Cuerpos al Vacío: When Performance Art and Immigration Collide
Two Colombian performance artists fused their own immigrant experiences with those of migrant children to make a meaningful journey across the Ben Franklin Bridge.
It was a particularly windy Saturday afternoon when the journey from the Philadelphia bank of the Delaware River to Camden, NJ, began. In three months, Colombian artists Adrian Hueso and Salomé Cosmique planned a symbolic trek across the Ben Franklin Bridge they called “Cuerpos al Vacío.” The hour-and-a-half performance on April 27 highlighted the experiences of immigrants crossing the U.S. southern border. Their inspiration came from the children at the center of the chaos.
“We were shaken when we saw on the news all the children being captured and detained on the border,” said Hueso.
For Hueso and Cosmique, these children are reduced to a corporeal form as they follow their parents to the U.S.
“The bodies of the children are carried across the border without a choice,” said Hueso.
With physical form at the center of the performance, Cosmique and Hueso collected rocks from across the city to represent the individual migrant children and tied balloons to them to capture the migrant children’s innocence.
In slow, deliberate steps, the artists made the almost one mile trip across the Ben Franklin Bridge in silence. Hueso clutched a backpack full of rocks to his chest and Cosmique held an assortment of balloons over her head. Every couple of meters, the pair stopped to place a rock-anchored balloon on the ground to mark their journey across the Pennsylvania-New Jersey border. Many of the balloons were lost that day to the wind vortex above the Delaware River. It’s comparable to the many migrant children lost in detention centers along the border, separated from their families by an even more daunting bureaucratic vortex.
The Department of Homeland Security does not keep updated numbers on the amount of migrant children detained at the border, but The New York Times estimated there were about 15,000 in December of 2018. There have also been approximately 1,500 unaccounted for.
While the artists focused on the innocence of children, it’s a message immigrants of all ages can relate to.
Both artists also drew on their own experiences as immigrants for the performance.
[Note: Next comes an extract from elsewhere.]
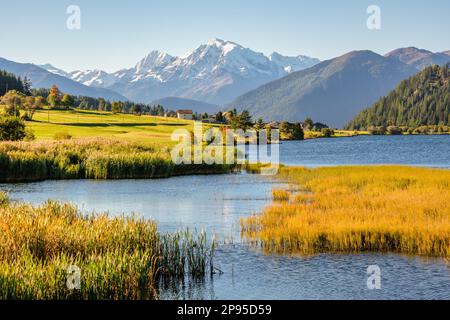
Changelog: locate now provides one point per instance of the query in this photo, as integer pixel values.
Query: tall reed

Other than Colombia and Philadelphia, Cosmique has also lived in France and Puerto Rico. In addition to being a performance artist, she also works as a translator for the School District of Philadelphia. It puts her in daily contact with children lost in their new American realities with no one—including their parents—to turn to for help.
“A lot of those I work with are from the countryside in their home countries and it’s a lot for them to come to a city and South Philadelphia,” said Cosmique.
For Hueso, he is four months into his first stint outside his home of Colombia. While the decision to come was his own, a large part of his experience has been using his physical self to bridge the language barrier.
“The body is a way to communicate,” said Hueso.
As artists, a performance is as physical as it gets. Its reception and subsequent impact is where the power lies. Hueso doesn’t think “Cuerpos al Vacio” has any transformative power in the moment, but what it forms in the aftermath could have an impact.
“Our role as artists is to generate questions and offer visibility to themes from another side,” said Hueso.
“Cuerpos al Vacío” was a peaceful demonstration of an experience that plays out daily on the U.S. southern border, but it’s one that a majority of Americans’ ancestors also experienced at some point in time to end up here today.
Cosmique said she loves to hear the different languages of Philadelphia’s diverse populace on a daily basis. For her, this dynamic is integral to the richness of the U.S.
“We’re all immigrants in the U.S.,” said Cosmique.